Organizations are being driven to be sophisticated in their use of data, and specifically in acting on fast data, to make critical business decisions. Fast data is data in motion, not data at rest (that is, stored for longer-term analysis). Studies have shown that data has the greatest value immediately after it is generated, as it enters an organization’s data pipeline, and loses value with time. This makes it critical for companies to harness the “actionable power” of data as soon as possible.
Early adopters include enterprises in telecom, mobile, IoT, ad technology, and financial services, but companies in just about every vertical can benefit from making fast data part of their operational systems. Many of these organizations are doubling down on fast data in 2016 to boost their ability to:
- Personalize interactions and serve relevant offers;
- Detect fraud before the company (or its customers) sustains a loss;
- Ensure compliance with operational SLAs;
- Respond in real time to data events;
- Create applications that drive business value from fast-moving streams of data;
- Achieve accuracy in operations, billing and service delivery; and
- Enrich customer decisions and interactions.
Benefits of a Fast Data Strategy
Most companies have Cloud, Big Data, and storage strategies. Developing a plan to deal with fast data ensures you can build a program to execute on the strategy and have the methodologies and process to measure results.
It’s key to keep in mind that fast data is streaming into the organization at wire speed. That’s the greatest challenge in working with fast data – you don’t have the luxury of “time”. You have milliseconds to decide what to do and to act, not minutes, hours or days. Simply pushing data directly into a long-term analytics or storage engine is a lost opportunity to act on data in real-time.
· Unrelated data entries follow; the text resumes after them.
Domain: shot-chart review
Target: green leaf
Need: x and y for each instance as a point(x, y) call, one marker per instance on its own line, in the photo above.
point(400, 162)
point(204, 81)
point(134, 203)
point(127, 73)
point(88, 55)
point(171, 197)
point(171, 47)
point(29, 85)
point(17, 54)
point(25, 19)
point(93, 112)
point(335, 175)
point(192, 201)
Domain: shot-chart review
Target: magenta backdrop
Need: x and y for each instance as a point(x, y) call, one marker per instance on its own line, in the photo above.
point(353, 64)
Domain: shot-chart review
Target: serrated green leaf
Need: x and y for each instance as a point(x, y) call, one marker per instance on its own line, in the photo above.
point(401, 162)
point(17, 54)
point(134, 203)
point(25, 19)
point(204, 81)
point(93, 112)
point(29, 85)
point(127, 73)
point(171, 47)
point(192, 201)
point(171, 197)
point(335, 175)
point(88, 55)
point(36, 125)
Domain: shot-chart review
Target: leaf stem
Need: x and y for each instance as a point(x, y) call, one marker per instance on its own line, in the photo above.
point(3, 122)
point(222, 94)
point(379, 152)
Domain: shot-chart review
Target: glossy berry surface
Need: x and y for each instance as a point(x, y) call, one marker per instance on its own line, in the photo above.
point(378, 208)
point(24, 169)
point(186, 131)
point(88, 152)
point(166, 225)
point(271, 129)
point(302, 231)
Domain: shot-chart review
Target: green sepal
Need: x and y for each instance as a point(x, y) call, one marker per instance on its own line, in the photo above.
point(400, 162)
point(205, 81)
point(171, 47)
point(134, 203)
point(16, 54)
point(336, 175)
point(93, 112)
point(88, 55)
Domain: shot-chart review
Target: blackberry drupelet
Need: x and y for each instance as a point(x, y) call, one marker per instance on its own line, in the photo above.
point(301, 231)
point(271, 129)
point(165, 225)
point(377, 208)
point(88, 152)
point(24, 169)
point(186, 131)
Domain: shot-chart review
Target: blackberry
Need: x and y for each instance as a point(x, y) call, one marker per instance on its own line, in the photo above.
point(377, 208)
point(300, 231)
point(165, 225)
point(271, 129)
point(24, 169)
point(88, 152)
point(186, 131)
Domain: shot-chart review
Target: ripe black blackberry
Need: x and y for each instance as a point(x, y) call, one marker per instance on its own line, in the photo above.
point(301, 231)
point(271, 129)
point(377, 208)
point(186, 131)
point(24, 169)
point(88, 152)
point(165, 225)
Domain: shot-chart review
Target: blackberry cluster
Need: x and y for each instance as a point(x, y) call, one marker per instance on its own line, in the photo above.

Among the benefits of a fast data strategy are the ability to offer end users a better experience through micro-personalization; the ability to respond in real time to per-event data; and the ability to lower cost and complexity in application development.
Industries Moving to Fast Data
Mobile, telecoms, IoT, financial services, ad tech and gaming are industries that need more than analytic insight: they need to act on fast data as it comes in to the enterprise. But all industries need to start thinking about fast data, just as they needed to start thinking about big data several years ago. The rise of the Internet of Things (IoT) and machine to machine (M2M) networks mean more fast data for companies to take advantage of and to act upon. As we witnessed with the disruptive companies of the recent past who have capitalized on big data, the next disruptors will use fast data as their main weapon.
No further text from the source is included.